From the point of view of the sociology of ideas, this strategy might be seen as both a homage to a venerable sociological tradition—going all the way back to Auguste Comte and Herbert Spencer and the incredibly vast array of interests of 19th-century sociology—and as an attempt to bring Talcott Parsons’s work to a higher level of complexity and explicative power. Many may not know, but Parsons was a biology major and remained a voracious reader all his life, eager to make almost everything fit inside his signature “theory of social action.” Given Parsons’s charismatic personality and influence, these interests repeatedly impacted the members of his inner circle. Edward Tiryakian, who was a graduate student at Harvard in the mid-1950s together with Bellah, told me an anecdote about Parsons’s interest in decidedly non-sociological themes that I would like to share: “In one of his discussions… [Parsons] was talking about the evolution of species. So he looked at people and he said: ‘Do you realize the evolutionary significance of the worm having a hole from mouth to anus?’ And he looked at people. Now what do you do when Parsons looks at you? People just went,‘Wow!’” Twenty years later, when Bellah had found his own scholarly voice and only tangentially participated in the development of Parsonian theory, Parsons tried to make sense of the whole human condition devising a comprehensive AGIL (Adaptation, Goal Attainment, Integration, Latency) scheme covering almost everything from the ultimate ground of the “telic system” to the material (i.e. chemical and physical) bases of all living systems. This time the audience’s reaction was much different from Tiryakian’s “wow,” as Parsons had irreparably gone out of fashion and his more mature efforts went almost unnoticed outside the circle of his disciples and connoisseurs.

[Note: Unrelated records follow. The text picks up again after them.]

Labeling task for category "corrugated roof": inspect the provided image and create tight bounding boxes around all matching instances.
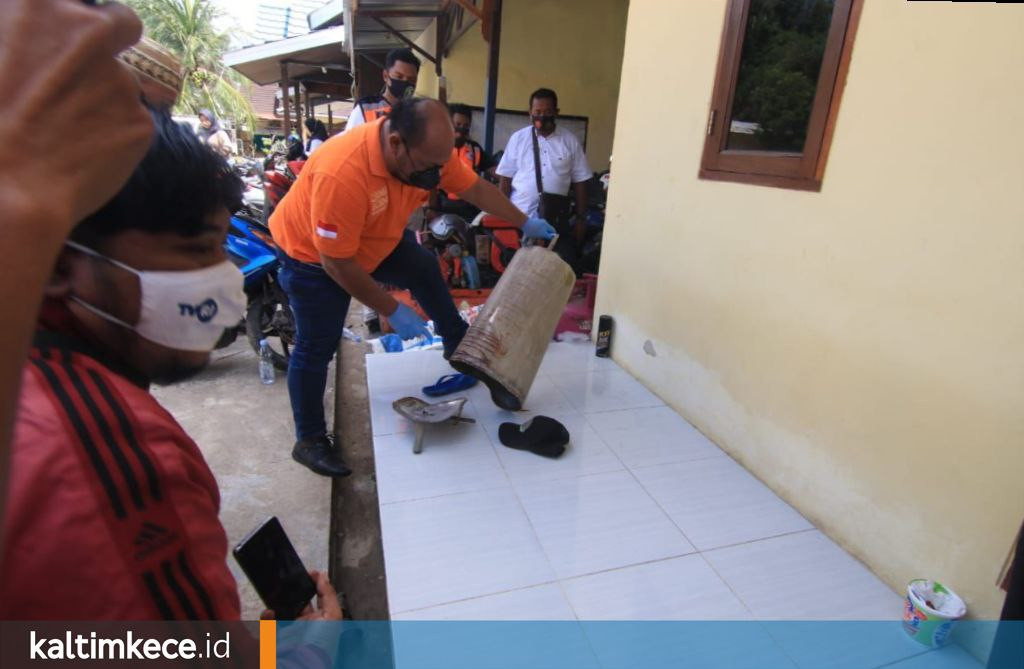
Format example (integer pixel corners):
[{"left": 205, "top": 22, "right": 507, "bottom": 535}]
[{"left": 254, "top": 0, "right": 326, "bottom": 43}]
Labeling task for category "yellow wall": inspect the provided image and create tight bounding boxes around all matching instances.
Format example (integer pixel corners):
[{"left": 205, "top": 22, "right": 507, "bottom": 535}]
[
  {"left": 598, "top": 0, "right": 1024, "bottom": 617},
  {"left": 418, "top": 0, "right": 629, "bottom": 171}
]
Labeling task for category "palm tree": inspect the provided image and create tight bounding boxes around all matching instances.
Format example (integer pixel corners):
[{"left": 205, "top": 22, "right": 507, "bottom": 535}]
[{"left": 126, "top": 0, "right": 256, "bottom": 134}]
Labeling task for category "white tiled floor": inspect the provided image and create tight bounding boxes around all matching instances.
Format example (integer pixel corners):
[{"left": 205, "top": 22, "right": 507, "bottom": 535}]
[{"left": 367, "top": 343, "right": 978, "bottom": 666}]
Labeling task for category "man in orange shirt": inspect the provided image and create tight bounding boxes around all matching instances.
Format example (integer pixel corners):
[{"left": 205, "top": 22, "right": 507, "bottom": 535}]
[{"left": 270, "top": 98, "right": 554, "bottom": 476}]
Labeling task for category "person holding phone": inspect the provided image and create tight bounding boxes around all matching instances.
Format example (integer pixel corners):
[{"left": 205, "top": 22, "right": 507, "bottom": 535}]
[
  {"left": 0, "top": 0, "right": 153, "bottom": 549},
  {"left": 0, "top": 112, "right": 340, "bottom": 621}
]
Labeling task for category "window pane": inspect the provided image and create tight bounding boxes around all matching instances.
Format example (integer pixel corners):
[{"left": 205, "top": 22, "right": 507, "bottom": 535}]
[{"left": 726, "top": 0, "right": 835, "bottom": 153}]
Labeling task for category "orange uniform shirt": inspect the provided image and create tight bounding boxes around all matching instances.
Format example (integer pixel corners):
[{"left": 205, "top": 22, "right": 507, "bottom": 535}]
[{"left": 270, "top": 119, "right": 478, "bottom": 271}]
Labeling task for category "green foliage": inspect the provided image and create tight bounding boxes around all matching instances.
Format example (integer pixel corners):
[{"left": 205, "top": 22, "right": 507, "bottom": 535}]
[
  {"left": 732, "top": 0, "right": 835, "bottom": 152},
  {"left": 125, "top": 0, "right": 256, "bottom": 129}
]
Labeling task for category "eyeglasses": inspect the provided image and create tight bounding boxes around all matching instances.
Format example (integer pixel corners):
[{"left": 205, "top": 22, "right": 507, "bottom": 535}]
[{"left": 401, "top": 137, "right": 444, "bottom": 172}]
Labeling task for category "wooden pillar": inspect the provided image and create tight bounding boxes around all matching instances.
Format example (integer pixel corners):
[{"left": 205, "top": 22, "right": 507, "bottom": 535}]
[
  {"left": 434, "top": 14, "right": 447, "bottom": 104},
  {"left": 294, "top": 81, "right": 302, "bottom": 137},
  {"left": 483, "top": 0, "right": 502, "bottom": 155},
  {"left": 281, "top": 62, "right": 292, "bottom": 140}
]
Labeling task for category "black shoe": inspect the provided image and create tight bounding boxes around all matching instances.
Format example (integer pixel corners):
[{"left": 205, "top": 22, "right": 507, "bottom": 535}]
[{"left": 292, "top": 434, "right": 352, "bottom": 476}]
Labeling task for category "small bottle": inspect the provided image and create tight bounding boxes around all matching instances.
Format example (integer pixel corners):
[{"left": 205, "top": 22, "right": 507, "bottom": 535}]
[
  {"left": 259, "top": 339, "right": 274, "bottom": 385},
  {"left": 596, "top": 316, "right": 614, "bottom": 358}
]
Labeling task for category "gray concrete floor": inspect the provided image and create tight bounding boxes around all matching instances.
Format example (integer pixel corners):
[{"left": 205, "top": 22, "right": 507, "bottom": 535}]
[{"left": 154, "top": 336, "right": 331, "bottom": 620}]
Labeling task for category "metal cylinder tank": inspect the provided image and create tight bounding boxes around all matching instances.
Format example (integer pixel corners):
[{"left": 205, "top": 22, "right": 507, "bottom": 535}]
[{"left": 452, "top": 246, "right": 575, "bottom": 411}]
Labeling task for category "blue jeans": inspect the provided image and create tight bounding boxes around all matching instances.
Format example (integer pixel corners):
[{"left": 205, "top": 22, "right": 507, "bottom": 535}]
[{"left": 278, "top": 231, "right": 469, "bottom": 440}]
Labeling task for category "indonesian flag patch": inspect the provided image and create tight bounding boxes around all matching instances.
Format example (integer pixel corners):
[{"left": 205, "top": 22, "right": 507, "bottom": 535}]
[{"left": 316, "top": 220, "right": 338, "bottom": 240}]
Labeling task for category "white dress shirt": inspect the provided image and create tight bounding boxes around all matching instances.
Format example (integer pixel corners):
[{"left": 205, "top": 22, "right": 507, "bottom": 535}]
[{"left": 495, "top": 125, "right": 593, "bottom": 216}]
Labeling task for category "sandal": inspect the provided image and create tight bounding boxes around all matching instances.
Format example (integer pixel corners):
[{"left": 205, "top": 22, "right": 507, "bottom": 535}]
[{"left": 423, "top": 374, "right": 476, "bottom": 398}]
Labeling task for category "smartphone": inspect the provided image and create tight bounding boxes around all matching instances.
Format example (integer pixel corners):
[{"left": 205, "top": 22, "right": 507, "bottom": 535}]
[{"left": 231, "top": 516, "right": 316, "bottom": 620}]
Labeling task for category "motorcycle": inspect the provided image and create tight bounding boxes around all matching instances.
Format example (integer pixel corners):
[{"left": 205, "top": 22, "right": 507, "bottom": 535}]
[
  {"left": 417, "top": 214, "right": 481, "bottom": 290},
  {"left": 217, "top": 213, "right": 295, "bottom": 371}
]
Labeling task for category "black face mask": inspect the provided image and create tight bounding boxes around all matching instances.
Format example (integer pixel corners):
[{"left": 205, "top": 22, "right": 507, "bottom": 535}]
[
  {"left": 387, "top": 79, "right": 416, "bottom": 99},
  {"left": 529, "top": 114, "right": 555, "bottom": 131},
  {"left": 403, "top": 140, "right": 441, "bottom": 191},
  {"left": 406, "top": 165, "right": 441, "bottom": 191}
]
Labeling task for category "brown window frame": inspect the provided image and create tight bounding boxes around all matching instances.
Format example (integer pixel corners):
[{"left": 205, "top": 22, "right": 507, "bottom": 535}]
[{"left": 699, "top": 0, "right": 863, "bottom": 191}]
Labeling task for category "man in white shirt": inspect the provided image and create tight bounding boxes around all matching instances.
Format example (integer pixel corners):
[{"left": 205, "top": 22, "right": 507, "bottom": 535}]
[{"left": 496, "top": 88, "right": 592, "bottom": 260}]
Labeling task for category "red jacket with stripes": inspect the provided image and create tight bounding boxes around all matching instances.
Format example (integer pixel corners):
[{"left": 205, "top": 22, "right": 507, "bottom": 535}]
[{"left": 0, "top": 323, "right": 240, "bottom": 620}]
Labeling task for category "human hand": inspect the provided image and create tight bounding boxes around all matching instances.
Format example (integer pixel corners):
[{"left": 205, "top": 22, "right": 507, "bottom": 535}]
[
  {"left": 387, "top": 302, "right": 430, "bottom": 339},
  {"left": 259, "top": 570, "right": 342, "bottom": 621},
  {"left": 0, "top": 0, "right": 153, "bottom": 228},
  {"left": 522, "top": 218, "right": 555, "bottom": 240},
  {"left": 572, "top": 214, "right": 587, "bottom": 246}
]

Parsons, however, was saying something of the utmost importance: reality is an almost endless succession of levels and layers, each one emerging from simpler ones—whatever “simpler” means in this context—and giving rise to more complex ones, which possess new, emerging properties. Likewise, Bellah’s point is that biological, psychological, social, and cultural structures combine without any clear causal primacy in creating new capacities upon which further changes build endlessly.